Roosevelt had always believed in the power of restoration. He was also starting to believe that the Dust Bowl could have been prevented. He had taken to heart some of the conclusions of the Great Plains committee, and he saw a way out in Operation Dust Bowl and his own tree-planting design. What happened on this hard ground was not a weather disaster at all; it was a human failure. A year earlier, in a speech at the dedication of Bonneville Dam on the Columbia River, Roosevelt said if only Americans had known as much thirty years ago as they knew today about care of the arid lands, "we could have prevented in great part the abandonment of thousands and thousands of farms in portions of ten states and thus prevented the migration of thousands of destitute families."
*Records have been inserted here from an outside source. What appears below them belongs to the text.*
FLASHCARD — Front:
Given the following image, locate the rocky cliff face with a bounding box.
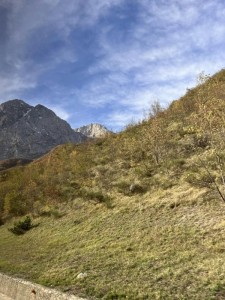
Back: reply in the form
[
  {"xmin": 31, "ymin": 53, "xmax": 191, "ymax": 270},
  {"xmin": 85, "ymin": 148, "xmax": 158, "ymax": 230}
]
[
  {"xmin": 74, "ymin": 124, "xmax": 110, "ymax": 138},
  {"xmin": 0, "ymin": 99, "xmax": 86, "ymax": 160}
]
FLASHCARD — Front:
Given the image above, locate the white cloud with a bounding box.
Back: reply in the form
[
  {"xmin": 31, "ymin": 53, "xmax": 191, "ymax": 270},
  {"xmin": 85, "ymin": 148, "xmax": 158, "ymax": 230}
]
[{"xmin": 48, "ymin": 104, "xmax": 70, "ymax": 121}]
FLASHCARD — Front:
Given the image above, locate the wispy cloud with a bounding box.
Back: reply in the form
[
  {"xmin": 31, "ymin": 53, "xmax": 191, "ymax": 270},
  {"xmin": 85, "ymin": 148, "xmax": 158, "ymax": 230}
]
[{"xmin": 0, "ymin": 0, "xmax": 225, "ymax": 128}]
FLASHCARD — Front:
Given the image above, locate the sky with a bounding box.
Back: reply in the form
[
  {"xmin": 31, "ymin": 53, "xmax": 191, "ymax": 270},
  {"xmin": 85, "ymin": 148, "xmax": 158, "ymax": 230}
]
[{"xmin": 0, "ymin": 0, "xmax": 225, "ymax": 131}]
The president said nothing about hindsight on this day, however: he was all sunshine in the rain. "We seek permanently to establish this part of the nation as a fine and safe place which a large number of Americans can call home."
He praised the nest
ers for their guts and sprinkled half a dozen compliments on local pols before departing with a wave and one last flash of the smile and strong chin. Then it was back to the train, a quick ride to get out of the rain, and away, never to return to the High Plains, away to a world war, fought by some of the same young men straining to hold the flag on the wet streets of Amarillo, away to a day when the Dust Bowl would be forgotten, the flat land left to the winds, the towns shriveled and lost, the last survivors bent and broken, telling stories of a time when the sky showered the land down on them, not knowing if people believed them but not giving a damn if they did.
Epilogue
THE HIGH PLAINS never fully recovered from the Dust Bowl. The land came through the 1930s deeply scarred and forever changed, but in places it healed. All told, the government bought 11.3 million acres of dusted-over farm fields and tried to return much of it to grassland. The original intent was to purchase up to 75 million acres. After more than sixty-five years, some of the land is still sterile and drifting. But in the heart of the old Dust Bowl now are three national grasslands run by the Forest Service. The land is green in the spring and burns in the summer, as it did in the past, and antelope come through and graze, wandering among replanted buffalo grass and the old footings of farmsteads long abandoned. Some things are missing or fast disappearing: the prairie chicken, a bird that kept many a sodbuster alive in the dark days, is in decline, its population down by 78 percent since 1966. The biggest of the restored areas is Comanche National Grassland, named for the Lords of the Plains, which covers more than 600,000 acres, much of it in Baca County. Plans are underway to reintroduce bison to the shortgrass prairie, as was done in tallgrass preserves in other parts of the Great Plains.
The Indians never returned, despite New Deal attempts to buy rangeland for natives. The Comanche live on a small reservation near Lawton, Oklahoma. They still consider the old bison hunting grounds between the Arkansas River and Rio Grande—"where the wind blew free, and there was nothing to break the light of the sun," as Ten Bears said—to be theirs by treaty.